Plant hormones, called auxins, play an important role in rooting any of these kinds of cuttings. Under natural conditions, auxins are produced in the buds and growing tips of plants, and are then carried down stems in decreasing concentrations. If you apply auxins directly to the bases of your cuttings, rooting can be hurried along, and you get an increase in the percentage of cuttings that root as well as the number and quality of roots that form.

Powders help you root

Natural auxins, once extracted from a plant, decompose too quickly to be of practical use. But we can still use auxins by applying commercially available, synthetic ones, such as IBA and NAA, which are slower to degrade.

These synthetic rooting hormones are available either in liquid or powder form. Concentrations and combinations of auxins will vary with the manufacturer, with higher auxin concentrations generally used for more difficult-to-root species. Fungicides may be added to prevent cuttings from rotting.

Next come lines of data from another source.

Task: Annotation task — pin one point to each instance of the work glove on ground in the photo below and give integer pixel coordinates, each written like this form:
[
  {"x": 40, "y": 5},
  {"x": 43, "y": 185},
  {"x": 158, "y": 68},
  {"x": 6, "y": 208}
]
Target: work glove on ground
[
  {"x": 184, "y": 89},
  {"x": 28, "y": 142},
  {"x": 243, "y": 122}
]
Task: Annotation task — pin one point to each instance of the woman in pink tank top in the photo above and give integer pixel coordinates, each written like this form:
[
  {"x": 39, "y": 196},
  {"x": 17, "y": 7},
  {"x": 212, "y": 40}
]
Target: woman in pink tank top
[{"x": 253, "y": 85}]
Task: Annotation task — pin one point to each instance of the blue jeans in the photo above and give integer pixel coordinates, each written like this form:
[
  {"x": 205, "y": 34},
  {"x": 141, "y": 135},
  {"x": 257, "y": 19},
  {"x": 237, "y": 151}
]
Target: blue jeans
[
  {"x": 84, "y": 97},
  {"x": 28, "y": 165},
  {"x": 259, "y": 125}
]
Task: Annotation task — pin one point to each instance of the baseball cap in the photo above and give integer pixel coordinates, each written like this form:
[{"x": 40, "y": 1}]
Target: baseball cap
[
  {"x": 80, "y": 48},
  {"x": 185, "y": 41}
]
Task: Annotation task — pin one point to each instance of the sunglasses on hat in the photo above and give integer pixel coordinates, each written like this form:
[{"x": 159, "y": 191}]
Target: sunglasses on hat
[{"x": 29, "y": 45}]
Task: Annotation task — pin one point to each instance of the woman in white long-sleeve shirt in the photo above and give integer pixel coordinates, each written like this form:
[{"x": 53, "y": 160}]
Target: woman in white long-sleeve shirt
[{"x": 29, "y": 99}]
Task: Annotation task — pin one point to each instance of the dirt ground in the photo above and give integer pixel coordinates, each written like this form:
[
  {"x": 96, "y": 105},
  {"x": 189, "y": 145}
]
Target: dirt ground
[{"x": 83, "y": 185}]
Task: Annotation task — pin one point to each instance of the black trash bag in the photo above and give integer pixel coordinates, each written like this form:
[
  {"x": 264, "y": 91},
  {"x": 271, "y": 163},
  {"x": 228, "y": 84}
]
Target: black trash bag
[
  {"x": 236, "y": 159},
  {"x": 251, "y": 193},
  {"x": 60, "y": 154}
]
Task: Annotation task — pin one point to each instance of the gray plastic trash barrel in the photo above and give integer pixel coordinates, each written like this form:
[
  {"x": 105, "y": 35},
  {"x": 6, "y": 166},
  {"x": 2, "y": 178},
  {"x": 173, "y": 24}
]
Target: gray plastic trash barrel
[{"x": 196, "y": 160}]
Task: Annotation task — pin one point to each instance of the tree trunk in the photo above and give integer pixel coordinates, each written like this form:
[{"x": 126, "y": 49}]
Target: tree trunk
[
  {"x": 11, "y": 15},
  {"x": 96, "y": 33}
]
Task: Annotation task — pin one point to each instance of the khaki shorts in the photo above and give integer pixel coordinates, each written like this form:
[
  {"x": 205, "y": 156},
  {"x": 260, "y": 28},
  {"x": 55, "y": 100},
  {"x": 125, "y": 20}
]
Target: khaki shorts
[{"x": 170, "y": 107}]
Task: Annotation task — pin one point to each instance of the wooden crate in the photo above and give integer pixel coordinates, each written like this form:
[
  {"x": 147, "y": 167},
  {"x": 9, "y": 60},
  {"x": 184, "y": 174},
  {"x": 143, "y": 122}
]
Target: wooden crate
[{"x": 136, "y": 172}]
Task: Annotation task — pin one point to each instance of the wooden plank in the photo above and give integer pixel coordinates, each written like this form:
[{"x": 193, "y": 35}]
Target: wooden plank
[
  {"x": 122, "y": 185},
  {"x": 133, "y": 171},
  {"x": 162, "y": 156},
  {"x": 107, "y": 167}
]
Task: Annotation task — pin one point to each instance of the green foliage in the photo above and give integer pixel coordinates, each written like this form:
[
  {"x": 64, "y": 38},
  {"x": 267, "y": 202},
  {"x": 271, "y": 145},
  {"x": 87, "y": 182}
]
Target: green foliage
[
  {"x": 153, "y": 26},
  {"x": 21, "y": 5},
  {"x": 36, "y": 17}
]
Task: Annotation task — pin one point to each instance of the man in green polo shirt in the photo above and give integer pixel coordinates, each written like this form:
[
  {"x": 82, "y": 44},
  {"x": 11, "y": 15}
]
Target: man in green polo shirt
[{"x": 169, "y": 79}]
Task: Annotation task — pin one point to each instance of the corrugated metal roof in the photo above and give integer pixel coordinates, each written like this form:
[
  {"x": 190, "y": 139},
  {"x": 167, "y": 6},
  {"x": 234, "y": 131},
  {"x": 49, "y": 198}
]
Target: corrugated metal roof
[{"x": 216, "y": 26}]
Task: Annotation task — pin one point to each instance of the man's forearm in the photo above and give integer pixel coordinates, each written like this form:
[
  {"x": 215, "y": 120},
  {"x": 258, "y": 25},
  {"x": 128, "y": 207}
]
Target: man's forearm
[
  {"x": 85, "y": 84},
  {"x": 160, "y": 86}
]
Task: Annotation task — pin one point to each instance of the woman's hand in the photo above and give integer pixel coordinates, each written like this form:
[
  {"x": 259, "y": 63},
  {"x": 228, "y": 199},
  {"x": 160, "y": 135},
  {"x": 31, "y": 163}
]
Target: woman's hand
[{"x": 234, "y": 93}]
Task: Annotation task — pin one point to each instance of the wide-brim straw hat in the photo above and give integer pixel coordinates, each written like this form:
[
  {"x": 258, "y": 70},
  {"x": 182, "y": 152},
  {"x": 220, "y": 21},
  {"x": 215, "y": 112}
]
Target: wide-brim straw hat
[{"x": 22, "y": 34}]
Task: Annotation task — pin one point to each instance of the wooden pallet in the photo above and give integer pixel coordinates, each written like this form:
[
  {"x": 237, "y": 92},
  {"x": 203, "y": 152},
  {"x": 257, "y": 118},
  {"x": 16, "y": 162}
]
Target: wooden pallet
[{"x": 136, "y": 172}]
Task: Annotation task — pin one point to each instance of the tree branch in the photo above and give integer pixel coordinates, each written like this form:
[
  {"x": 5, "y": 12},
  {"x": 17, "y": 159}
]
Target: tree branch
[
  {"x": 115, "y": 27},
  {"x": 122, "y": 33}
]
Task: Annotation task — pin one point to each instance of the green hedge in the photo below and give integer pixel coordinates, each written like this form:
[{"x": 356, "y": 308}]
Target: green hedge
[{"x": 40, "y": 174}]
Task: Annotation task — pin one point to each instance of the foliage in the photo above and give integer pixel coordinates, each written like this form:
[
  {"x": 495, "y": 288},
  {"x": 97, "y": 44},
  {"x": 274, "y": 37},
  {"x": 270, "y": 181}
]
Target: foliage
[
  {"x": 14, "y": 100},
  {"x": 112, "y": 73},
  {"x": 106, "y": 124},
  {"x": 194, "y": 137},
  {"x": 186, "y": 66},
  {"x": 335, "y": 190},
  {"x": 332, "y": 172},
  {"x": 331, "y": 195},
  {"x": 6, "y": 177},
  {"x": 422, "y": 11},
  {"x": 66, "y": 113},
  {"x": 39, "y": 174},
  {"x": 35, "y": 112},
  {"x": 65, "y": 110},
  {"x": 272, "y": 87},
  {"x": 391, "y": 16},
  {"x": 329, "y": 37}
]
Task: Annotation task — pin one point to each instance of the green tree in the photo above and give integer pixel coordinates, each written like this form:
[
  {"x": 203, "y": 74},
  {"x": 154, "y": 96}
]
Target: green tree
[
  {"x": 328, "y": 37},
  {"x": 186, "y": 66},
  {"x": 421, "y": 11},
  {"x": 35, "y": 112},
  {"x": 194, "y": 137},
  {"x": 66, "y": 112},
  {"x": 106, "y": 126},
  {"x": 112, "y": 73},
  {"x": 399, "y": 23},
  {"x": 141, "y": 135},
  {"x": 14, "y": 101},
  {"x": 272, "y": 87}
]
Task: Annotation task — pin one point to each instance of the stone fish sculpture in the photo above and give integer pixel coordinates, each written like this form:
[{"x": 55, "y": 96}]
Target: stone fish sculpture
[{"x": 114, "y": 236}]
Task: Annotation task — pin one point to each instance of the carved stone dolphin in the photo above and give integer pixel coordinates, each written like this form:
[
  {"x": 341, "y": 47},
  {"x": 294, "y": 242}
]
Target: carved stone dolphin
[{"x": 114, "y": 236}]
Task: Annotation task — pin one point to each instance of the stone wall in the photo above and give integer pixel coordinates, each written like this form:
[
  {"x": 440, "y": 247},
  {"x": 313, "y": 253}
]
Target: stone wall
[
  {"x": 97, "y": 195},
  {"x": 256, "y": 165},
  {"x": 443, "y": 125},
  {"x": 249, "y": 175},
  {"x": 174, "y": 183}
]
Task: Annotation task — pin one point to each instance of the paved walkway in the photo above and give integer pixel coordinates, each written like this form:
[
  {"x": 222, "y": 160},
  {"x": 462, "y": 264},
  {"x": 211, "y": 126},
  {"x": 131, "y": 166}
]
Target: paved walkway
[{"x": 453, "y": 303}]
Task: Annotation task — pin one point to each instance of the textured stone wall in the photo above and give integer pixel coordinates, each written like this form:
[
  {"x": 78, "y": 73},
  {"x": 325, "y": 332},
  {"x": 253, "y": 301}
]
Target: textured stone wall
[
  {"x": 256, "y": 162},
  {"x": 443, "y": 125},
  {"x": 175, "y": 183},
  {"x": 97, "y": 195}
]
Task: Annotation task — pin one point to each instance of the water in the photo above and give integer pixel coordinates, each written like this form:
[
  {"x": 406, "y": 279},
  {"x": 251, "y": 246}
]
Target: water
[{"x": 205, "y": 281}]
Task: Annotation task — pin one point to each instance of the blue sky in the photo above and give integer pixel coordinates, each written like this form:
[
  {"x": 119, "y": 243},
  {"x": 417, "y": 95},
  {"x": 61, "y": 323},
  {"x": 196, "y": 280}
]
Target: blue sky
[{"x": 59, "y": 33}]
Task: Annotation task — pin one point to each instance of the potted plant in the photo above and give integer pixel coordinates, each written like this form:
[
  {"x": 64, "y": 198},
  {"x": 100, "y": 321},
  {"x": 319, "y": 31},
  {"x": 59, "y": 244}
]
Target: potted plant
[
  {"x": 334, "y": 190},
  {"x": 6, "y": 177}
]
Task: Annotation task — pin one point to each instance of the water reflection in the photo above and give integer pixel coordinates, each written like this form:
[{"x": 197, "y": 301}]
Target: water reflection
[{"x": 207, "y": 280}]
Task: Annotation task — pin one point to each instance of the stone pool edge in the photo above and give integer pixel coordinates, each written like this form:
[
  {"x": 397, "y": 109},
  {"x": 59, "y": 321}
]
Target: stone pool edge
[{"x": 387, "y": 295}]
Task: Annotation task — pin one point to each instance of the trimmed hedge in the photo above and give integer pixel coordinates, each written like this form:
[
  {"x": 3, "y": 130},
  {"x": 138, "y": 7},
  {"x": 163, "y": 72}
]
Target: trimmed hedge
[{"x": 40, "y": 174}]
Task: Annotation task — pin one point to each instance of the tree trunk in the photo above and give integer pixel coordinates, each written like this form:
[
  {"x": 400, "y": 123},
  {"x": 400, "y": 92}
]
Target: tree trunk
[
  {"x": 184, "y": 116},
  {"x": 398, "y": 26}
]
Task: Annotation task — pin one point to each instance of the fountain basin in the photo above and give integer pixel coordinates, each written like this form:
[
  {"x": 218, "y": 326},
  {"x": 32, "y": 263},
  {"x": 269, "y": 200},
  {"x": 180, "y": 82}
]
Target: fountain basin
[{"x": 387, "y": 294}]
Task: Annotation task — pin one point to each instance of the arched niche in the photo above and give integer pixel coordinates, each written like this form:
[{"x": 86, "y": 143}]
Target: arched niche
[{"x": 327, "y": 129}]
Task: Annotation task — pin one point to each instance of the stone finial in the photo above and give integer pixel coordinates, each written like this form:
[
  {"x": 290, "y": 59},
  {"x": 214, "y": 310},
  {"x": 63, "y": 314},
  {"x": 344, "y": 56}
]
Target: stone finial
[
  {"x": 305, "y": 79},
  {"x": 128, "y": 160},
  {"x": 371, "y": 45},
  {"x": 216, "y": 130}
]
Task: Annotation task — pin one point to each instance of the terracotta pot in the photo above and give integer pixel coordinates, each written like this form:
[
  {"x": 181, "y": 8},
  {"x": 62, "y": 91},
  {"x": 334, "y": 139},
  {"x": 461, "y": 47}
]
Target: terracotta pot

Apply a powdered rooting hormone by dipping the base of a cutting into the powder, tapping it to shake off excess, and then sliding the cutting into a hole without brushing off the powder. Because varying amounts of powder might adhere to a cutting, rooting response to powdered hormone preparations is less consistent than it is to liquid ones.

Liquid rooting hormones also are more rapidly absorbed than powdered formulations. Merely soak the bases of cuttings in the liquid formulations. The soaking time required depends on the hormone concentration.

Whether you use powders or liquids to promote rooting, pour only as much material as you need into a clean container, then discard that portion after use. Eventually, the materials do deteriorate. An easy way to test whether a material is still good to use is to snip a leaf from a tomato plant, treat its base, then poke the base into moist sand or potting soil. If the preparation is still good, abundant roots will have formed after a couple of weeks.

Technique matters

You don’t have to go out and buy rooting hormone to root cuttings. Before commercial, synthetic auxins became available, some savvy gardeners would help rooting along by soaking cuttings in water in which stems of willow, an easy-to-root plant, had previously been soaked.

And rooting hormones, whether from a package or from willow stems, are not essential in propagation, nor do they perform magic. No need to use them for propagating willows, chrysanthemums and other spe

cies that are so easy to root. And don’t waste your time trying to root stems from a mature apple or maple tree, or other plants that just do not root from conventional cuttings.

The ultimate size and vigor of a plant will be unaffected by whether or not hormones were applied during propagation. Rooting hormones also won’t make up for poor propagation practices. You must still pay close attention to how you take a cutting, to the rooting medium you use, and to moisture, light and humidity.

And always follow directions closely for a particular preparation because hormones can be toxic to plants at certain doses. Another synthetic auxin — 2,4-dichlorophenoxyacetic acid — is better known as 2,4-D, a widely used weed killer.